Hi! I’m Mike Vrobel. I’m a dad and an enthusiastic home cook; an indie cookbook author and food blogger with a day job, a patient spouse, and three kids who would rather have hamburgers for dinner.

5 Comments

  1. Wow! Do you know how difficult it was to find info on rotisserizing a rib roast?! It was difficult!! And then I found you! This was great! Totally what I needed as a newbie to my rotisserie for which I have no instructions. I must speak to our contractor about that… So thanks a bunch! I’ll be cooking in our beautiful AZ morning weather tomorrow. No sign of thunderstorms or snow for sure!! Come August though I won’t need the BBQ. Just set the meat by the pool for a few minutes and Presto! It’s done! Lori

  2. @Lori:

    You’re welcome – I’m glad you found your way to my site.

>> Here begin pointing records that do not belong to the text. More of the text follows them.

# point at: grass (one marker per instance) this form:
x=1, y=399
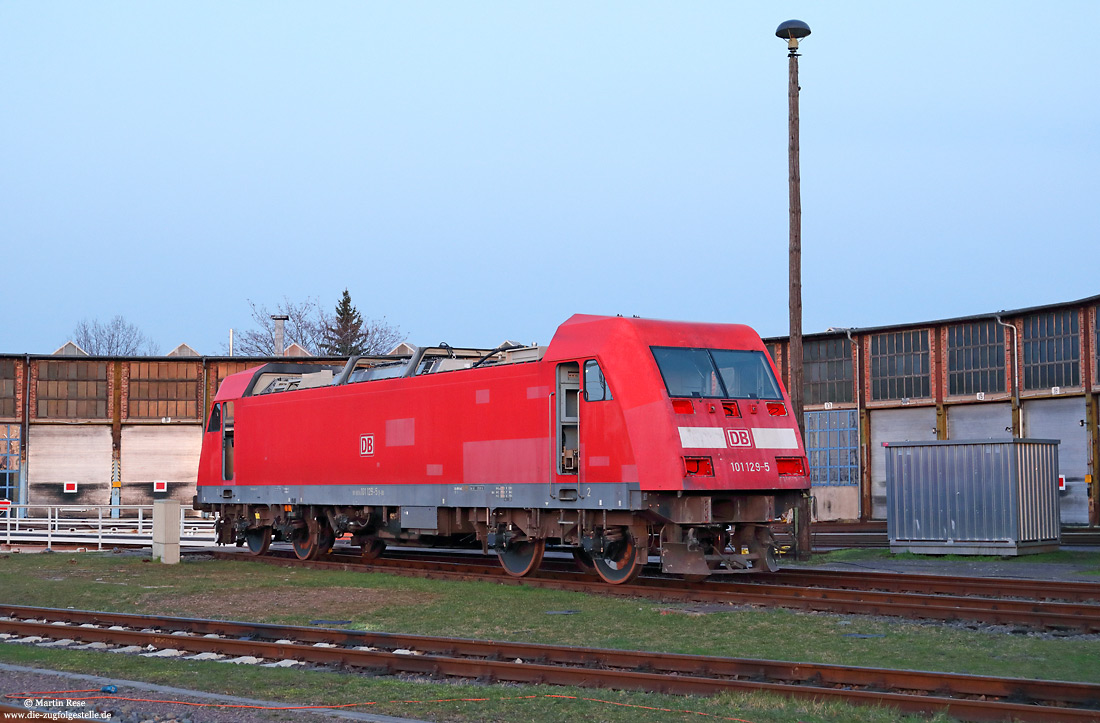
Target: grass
x=488, y=611
x=447, y=702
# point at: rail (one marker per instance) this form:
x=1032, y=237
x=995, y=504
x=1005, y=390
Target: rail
x=94, y=525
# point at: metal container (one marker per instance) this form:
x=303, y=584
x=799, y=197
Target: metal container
x=972, y=497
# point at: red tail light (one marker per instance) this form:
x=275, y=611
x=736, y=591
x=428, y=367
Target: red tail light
x=682, y=406
x=791, y=466
x=699, y=467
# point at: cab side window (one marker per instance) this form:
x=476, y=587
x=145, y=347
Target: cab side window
x=215, y=424
x=595, y=383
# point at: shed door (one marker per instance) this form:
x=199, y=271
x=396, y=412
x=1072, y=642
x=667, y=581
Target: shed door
x=59, y=453
x=917, y=424
x=168, y=452
x=979, y=422
x=1062, y=419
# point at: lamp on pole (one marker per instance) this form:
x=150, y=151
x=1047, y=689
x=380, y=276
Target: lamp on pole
x=792, y=31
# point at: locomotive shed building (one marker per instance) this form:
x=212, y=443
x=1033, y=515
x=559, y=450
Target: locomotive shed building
x=96, y=430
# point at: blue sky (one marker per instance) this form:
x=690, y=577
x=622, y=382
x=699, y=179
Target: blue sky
x=481, y=171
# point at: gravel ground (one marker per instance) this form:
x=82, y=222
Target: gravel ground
x=18, y=679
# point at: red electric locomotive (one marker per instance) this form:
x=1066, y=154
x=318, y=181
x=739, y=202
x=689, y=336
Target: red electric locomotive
x=622, y=437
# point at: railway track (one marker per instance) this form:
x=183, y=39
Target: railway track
x=974, y=698
x=1019, y=603
x=831, y=536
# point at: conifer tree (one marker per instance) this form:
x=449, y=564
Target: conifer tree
x=343, y=336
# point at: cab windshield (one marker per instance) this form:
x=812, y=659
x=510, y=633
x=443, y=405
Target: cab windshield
x=716, y=373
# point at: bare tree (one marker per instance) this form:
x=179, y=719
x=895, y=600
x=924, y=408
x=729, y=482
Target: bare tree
x=307, y=326
x=380, y=338
x=116, y=338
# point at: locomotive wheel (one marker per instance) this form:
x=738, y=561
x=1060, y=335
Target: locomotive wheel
x=259, y=539
x=305, y=545
x=311, y=546
x=583, y=560
x=622, y=561
x=372, y=548
x=523, y=558
x=327, y=539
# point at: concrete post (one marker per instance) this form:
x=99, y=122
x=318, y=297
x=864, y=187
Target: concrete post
x=166, y=530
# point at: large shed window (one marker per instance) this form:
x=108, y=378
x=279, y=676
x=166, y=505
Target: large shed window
x=716, y=373
x=900, y=365
x=1052, y=350
x=976, y=358
x=160, y=390
x=7, y=387
x=72, y=390
x=827, y=373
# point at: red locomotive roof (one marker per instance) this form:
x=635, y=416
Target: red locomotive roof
x=232, y=386
x=584, y=335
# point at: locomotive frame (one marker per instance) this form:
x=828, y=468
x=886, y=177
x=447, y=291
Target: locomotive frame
x=622, y=438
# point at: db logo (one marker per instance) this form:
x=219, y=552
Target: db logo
x=739, y=437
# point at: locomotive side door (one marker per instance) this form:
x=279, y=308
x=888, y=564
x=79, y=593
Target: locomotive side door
x=227, y=441
x=567, y=439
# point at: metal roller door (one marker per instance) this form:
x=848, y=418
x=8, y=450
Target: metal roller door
x=59, y=453
x=979, y=422
x=1062, y=419
x=165, y=452
x=917, y=424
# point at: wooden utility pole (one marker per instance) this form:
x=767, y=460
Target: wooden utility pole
x=792, y=31
x=795, y=245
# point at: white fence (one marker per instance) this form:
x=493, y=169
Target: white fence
x=94, y=526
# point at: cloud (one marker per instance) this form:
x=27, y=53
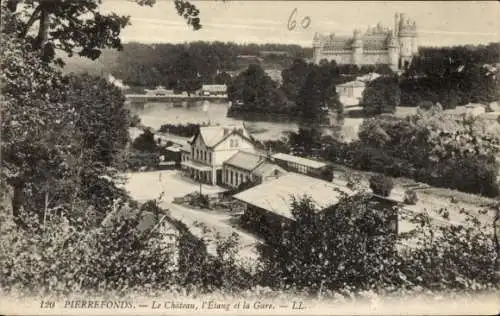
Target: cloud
x=437, y=32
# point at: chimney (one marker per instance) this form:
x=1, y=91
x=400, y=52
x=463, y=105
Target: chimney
x=269, y=152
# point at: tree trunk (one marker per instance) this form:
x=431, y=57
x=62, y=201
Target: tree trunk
x=43, y=28
x=496, y=229
x=17, y=200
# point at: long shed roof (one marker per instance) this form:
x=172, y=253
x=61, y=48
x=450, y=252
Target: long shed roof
x=299, y=160
x=276, y=196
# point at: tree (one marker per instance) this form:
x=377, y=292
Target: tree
x=102, y=118
x=329, y=249
x=257, y=91
x=145, y=142
x=381, y=185
x=294, y=78
x=410, y=197
x=186, y=74
x=381, y=95
x=318, y=95
x=76, y=27
x=223, y=78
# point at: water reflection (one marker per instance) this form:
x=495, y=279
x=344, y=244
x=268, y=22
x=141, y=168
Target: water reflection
x=157, y=114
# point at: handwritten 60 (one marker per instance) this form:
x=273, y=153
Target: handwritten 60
x=292, y=21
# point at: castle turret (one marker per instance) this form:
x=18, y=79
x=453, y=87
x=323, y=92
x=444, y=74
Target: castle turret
x=357, y=48
x=396, y=24
x=405, y=39
x=414, y=39
x=317, y=47
x=393, y=51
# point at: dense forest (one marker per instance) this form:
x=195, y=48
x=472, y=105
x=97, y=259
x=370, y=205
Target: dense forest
x=149, y=65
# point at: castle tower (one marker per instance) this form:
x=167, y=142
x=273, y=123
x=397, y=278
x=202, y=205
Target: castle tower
x=393, y=51
x=405, y=39
x=357, y=48
x=414, y=38
x=396, y=24
x=317, y=45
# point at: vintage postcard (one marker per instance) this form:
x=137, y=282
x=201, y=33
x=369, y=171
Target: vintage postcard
x=168, y=157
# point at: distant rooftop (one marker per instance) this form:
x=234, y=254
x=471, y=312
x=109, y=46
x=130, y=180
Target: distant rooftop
x=212, y=135
x=299, y=160
x=214, y=87
x=276, y=196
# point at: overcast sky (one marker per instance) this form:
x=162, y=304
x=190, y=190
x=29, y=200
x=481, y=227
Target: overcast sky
x=439, y=23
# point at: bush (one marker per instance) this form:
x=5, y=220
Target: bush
x=410, y=197
x=381, y=185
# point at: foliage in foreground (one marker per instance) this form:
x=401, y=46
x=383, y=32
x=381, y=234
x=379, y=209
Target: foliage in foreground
x=143, y=252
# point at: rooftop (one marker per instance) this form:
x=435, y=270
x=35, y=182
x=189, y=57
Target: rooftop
x=212, y=135
x=214, y=87
x=266, y=168
x=245, y=160
x=354, y=84
x=299, y=160
x=276, y=196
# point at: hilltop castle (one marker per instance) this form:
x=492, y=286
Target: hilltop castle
x=378, y=45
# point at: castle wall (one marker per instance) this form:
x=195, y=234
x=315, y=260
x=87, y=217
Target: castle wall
x=346, y=57
x=372, y=58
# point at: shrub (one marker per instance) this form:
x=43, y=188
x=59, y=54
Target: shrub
x=410, y=197
x=381, y=185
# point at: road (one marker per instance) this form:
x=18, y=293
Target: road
x=164, y=186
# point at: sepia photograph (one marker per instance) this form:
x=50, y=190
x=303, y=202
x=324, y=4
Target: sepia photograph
x=227, y=157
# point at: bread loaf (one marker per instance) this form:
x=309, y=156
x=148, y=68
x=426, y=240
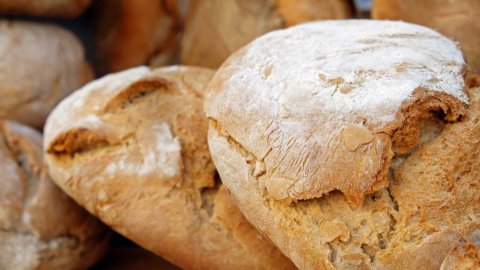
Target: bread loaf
x=216, y=28
x=132, y=33
x=350, y=144
x=456, y=19
x=131, y=147
x=41, y=64
x=40, y=227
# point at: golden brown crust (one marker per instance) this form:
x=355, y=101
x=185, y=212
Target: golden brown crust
x=456, y=19
x=431, y=203
x=213, y=31
x=463, y=256
x=50, y=8
x=40, y=227
x=134, y=152
x=132, y=33
x=41, y=64
x=274, y=101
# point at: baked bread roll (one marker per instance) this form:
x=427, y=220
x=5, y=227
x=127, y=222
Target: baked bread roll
x=41, y=64
x=456, y=19
x=213, y=31
x=350, y=143
x=132, y=149
x=40, y=227
x=50, y=8
x=132, y=33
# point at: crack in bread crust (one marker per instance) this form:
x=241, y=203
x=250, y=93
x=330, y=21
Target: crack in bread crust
x=175, y=208
x=412, y=220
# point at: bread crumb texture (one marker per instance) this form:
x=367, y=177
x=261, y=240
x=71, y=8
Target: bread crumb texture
x=382, y=176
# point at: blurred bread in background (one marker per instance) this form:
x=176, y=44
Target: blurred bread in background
x=456, y=19
x=131, y=33
x=40, y=65
x=40, y=227
x=50, y=8
x=194, y=32
x=216, y=28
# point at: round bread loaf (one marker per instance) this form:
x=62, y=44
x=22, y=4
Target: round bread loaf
x=40, y=227
x=350, y=143
x=51, y=8
x=41, y=64
x=456, y=19
x=132, y=148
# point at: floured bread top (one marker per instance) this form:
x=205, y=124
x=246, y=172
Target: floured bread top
x=131, y=148
x=323, y=106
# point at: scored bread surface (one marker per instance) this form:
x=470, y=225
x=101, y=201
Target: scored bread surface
x=40, y=227
x=350, y=144
x=132, y=148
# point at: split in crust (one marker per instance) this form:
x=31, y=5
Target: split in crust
x=346, y=156
x=40, y=227
x=132, y=148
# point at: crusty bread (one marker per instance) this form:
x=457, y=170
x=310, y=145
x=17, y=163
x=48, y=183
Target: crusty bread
x=213, y=31
x=339, y=141
x=463, y=256
x=40, y=227
x=41, y=64
x=51, y=8
x=132, y=148
x=456, y=19
x=131, y=33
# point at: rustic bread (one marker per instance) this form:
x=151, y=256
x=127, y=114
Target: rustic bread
x=213, y=31
x=463, y=256
x=132, y=148
x=132, y=33
x=40, y=227
x=456, y=19
x=349, y=143
x=41, y=64
x=50, y=8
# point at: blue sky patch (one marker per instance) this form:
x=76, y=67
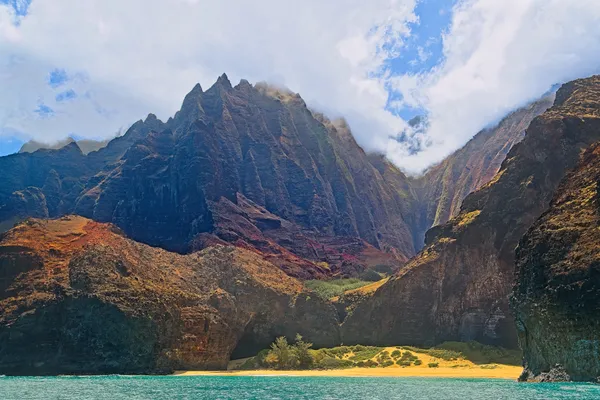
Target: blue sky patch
x=423, y=50
x=20, y=6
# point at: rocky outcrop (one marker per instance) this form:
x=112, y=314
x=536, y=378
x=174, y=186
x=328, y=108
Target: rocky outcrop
x=556, y=298
x=441, y=190
x=229, y=149
x=78, y=297
x=457, y=288
x=86, y=145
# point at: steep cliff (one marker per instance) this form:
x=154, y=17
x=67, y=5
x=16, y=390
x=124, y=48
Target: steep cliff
x=78, y=297
x=457, y=288
x=557, y=295
x=206, y=175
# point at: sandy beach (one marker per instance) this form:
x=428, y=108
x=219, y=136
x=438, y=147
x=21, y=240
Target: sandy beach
x=499, y=372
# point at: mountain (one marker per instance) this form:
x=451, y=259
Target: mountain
x=254, y=166
x=442, y=189
x=86, y=145
x=457, y=288
x=248, y=165
x=556, y=299
x=77, y=297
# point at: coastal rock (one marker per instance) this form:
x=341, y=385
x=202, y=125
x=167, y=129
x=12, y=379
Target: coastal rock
x=77, y=297
x=556, y=299
x=457, y=288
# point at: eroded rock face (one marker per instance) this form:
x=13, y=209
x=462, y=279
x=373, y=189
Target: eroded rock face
x=78, y=297
x=442, y=189
x=457, y=288
x=557, y=295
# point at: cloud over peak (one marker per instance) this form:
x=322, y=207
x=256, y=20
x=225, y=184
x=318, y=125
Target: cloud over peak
x=100, y=65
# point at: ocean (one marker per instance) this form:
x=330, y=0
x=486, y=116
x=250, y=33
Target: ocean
x=284, y=388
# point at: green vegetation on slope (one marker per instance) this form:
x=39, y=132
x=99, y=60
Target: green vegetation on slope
x=335, y=287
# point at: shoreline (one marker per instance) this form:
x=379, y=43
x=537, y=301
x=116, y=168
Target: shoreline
x=509, y=372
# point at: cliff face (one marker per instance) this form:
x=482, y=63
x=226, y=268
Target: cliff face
x=442, y=189
x=78, y=297
x=556, y=299
x=457, y=288
x=229, y=155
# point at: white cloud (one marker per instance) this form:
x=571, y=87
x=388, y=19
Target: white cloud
x=139, y=56
x=143, y=56
x=498, y=55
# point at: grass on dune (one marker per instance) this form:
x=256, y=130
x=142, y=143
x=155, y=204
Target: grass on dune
x=336, y=287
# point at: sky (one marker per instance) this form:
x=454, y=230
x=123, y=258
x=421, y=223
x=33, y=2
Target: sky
x=90, y=68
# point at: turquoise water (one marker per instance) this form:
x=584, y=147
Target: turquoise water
x=292, y=388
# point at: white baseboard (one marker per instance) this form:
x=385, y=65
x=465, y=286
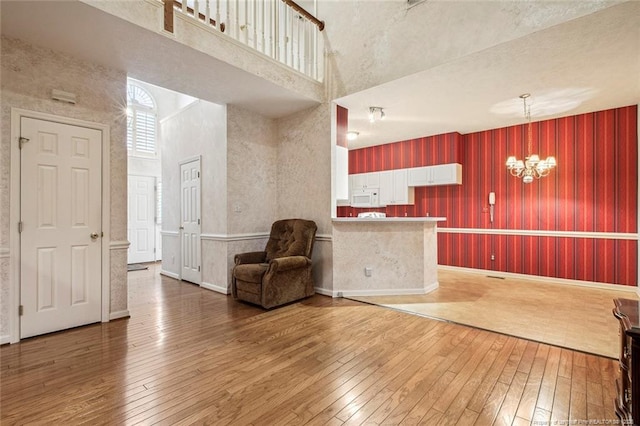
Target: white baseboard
x=169, y=274
x=216, y=288
x=119, y=314
x=551, y=280
x=384, y=292
x=324, y=292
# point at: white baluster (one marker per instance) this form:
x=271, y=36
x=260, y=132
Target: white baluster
x=207, y=13
x=276, y=30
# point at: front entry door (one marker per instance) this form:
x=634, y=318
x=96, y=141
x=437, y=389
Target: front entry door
x=61, y=215
x=190, y=219
x=142, y=223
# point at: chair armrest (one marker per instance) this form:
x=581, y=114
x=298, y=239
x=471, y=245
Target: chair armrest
x=288, y=262
x=250, y=257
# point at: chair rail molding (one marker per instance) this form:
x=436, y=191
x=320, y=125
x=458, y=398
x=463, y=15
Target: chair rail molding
x=541, y=233
x=564, y=281
x=119, y=245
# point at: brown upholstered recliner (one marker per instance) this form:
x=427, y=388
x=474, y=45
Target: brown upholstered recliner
x=282, y=272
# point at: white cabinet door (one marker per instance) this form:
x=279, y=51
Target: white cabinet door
x=362, y=181
x=442, y=174
x=418, y=176
x=394, y=188
x=446, y=174
x=386, y=187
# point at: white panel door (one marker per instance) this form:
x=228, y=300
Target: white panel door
x=142, y=222
x=190, y=219
x=61, y=214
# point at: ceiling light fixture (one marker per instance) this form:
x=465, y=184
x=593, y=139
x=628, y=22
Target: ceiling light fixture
x=532, y=166
x=375, y=114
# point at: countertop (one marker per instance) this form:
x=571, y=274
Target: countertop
x=388, y=219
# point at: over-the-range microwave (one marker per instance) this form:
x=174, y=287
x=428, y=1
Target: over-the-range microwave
x=369, y=197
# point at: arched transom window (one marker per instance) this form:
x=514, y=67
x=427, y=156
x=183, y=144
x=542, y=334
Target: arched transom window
x=142, y=121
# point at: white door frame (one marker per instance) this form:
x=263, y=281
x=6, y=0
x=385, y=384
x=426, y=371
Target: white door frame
x=14, y=216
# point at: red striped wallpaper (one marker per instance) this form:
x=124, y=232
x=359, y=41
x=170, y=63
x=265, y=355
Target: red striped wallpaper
x=593, y=189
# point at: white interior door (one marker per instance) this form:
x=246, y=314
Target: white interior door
x=190, y=219
x=141, y=223
x=60, y=213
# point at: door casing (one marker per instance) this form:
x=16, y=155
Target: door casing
x=14, y=216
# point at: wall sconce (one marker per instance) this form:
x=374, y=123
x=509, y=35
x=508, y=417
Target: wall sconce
x=375, y=114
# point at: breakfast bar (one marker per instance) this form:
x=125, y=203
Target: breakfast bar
x=385, y=256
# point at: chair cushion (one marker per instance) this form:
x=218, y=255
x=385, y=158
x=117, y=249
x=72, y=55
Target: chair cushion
x=290, y=237
x=250, y=272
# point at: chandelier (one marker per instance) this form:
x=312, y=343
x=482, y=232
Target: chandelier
x=532, y=166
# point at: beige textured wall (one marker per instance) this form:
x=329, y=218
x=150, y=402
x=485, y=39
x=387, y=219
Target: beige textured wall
x=252, y=164
x=375, y=41
x=304, y=180
x=29, y=73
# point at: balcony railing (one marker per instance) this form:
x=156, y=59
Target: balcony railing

    I enjoyed the “just leave the ribs out in August, they’ll cook themselves” comment. I’m jealous of the Arizona weather this time of year, but certainly not in August…

  3. I am sitting here watching the rib roast spin, while drinking a Bud.  My son called me a hero for finding your website.  Thanks a bunch….Been able to snitch tastes and the recipes for the beef and veggies are amazing.

  4. Brian says

    Thanks for the great recipes I’ve done a few and haven’t had a bad one yet.

    But question on these veggies, I’m planning on doing them under on your rotisserie bbq baby back ribs ( https://www.dadcooksdinner.com/rotisserie-bbq-baby-back-ribs/ ). Which I setup using indirect heat by putting a foil pan under them to block the direct burners under them. This leaves the pan only an inch or two above the burners — would the veggies in the pan work or am I going to burn them to a crisp with this setup?

    My alternative would be to use my top rack above the ribs.. if I do that I may drizzle the drippings from the bottom pan onto the veggies when I put them on almost an hour into the cook.

    Let me know what you think.

    • A foil pan over lit burners will burn the veggies. (And the drippings in the pan, too.) Direct heat is too hot to roast root vegetables. Try the top rack, and good luck!